- Vivoratá Location within Buenos Aires Province
- Coordinates: 37°40′S 57°38′W﻿ / ﻿37.667°S 57.633°W
- Country: Argentina
- Province: Buenos Aires
- Partidos: Mar Chiquita
- Established: September 12, 1886
- Elevation: 17 m (56 ft)

Population (2001 Census)
- • Total: 792
- Time zone: UTC−3 (ART)
- CPA Base: B 7612
- Climate: Dfc

= Vivoratá =

Vivoratá is a town located in the Mar Chiquita Partido in the province of Buenos Aires, Argentina.

==Geography==
Vivoratá is located 378 km from the city of Buenos Aires.

==History==
Vivoratá was founded on September 12, 1886, upon the arrival of rail service on the General Roca Railway.
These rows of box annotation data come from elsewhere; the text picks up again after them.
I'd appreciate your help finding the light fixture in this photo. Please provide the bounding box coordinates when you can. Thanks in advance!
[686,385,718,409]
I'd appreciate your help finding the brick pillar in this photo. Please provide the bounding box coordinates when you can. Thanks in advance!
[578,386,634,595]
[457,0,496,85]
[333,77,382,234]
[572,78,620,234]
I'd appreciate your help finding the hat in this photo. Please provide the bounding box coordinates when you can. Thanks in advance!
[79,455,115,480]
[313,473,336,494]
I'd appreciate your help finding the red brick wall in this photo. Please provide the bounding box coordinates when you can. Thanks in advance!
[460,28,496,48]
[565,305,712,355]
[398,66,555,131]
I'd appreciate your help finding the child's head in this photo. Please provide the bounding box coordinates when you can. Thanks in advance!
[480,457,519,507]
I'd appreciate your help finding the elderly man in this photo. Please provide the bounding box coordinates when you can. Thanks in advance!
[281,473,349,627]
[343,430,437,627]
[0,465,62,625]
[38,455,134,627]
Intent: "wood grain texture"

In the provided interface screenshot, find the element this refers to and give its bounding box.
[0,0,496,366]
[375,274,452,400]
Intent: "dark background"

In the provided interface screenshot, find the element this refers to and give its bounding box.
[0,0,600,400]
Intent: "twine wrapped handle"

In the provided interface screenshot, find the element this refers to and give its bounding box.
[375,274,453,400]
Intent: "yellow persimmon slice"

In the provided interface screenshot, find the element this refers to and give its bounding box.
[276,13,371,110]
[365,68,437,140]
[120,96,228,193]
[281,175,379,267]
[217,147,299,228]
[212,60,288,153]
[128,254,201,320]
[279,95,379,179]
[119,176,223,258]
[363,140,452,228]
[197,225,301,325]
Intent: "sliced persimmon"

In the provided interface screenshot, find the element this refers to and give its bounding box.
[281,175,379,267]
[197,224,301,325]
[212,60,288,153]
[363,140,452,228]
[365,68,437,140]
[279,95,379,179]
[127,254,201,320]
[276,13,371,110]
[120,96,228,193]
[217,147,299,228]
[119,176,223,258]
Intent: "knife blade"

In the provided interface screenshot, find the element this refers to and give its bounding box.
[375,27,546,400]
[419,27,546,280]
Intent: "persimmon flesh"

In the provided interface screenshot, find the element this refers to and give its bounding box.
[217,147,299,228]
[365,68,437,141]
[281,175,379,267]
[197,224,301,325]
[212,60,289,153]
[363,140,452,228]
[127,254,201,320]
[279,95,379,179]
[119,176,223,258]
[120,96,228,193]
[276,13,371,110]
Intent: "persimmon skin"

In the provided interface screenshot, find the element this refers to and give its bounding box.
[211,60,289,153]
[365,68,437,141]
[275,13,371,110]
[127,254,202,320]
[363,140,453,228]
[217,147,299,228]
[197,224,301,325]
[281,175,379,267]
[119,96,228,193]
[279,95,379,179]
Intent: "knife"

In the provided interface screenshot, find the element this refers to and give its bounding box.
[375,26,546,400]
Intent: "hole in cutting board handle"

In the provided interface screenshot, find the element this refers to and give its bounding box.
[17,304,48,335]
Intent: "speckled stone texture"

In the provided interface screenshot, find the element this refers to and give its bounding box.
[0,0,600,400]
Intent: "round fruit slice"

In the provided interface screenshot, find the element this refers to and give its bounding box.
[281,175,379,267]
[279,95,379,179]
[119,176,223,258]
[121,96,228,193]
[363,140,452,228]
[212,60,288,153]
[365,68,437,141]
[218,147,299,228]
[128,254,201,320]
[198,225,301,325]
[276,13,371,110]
A church was constructed in the town in 1911. It notably was not dedicated to a saint or virgin of any form. Rather, it was built in honor of the husband of the widow who oversaw the church's construction. The town suffered a major flood in 1960, in which the church sustained considerable damage. It closed in 1962. Since then, the now-abandoned church has been a site of alleged ghost encounters.

==Population==
According to INDEC, which collects population data for the country, the town had a population of 792 people as of the 2001 census.

==Energy==
Vivoratá will be the location of a large renewable power plant. Dubbed the Vivoratá Transformer Station, work began in 2014 and the project is expected to provide power to over a million Argentines. The power project will consist of 444 km of power lines connecting Vivoratá with the city of Bahía Blanca.

In 2023, a wind farm project consisting of 11 turbines was completed.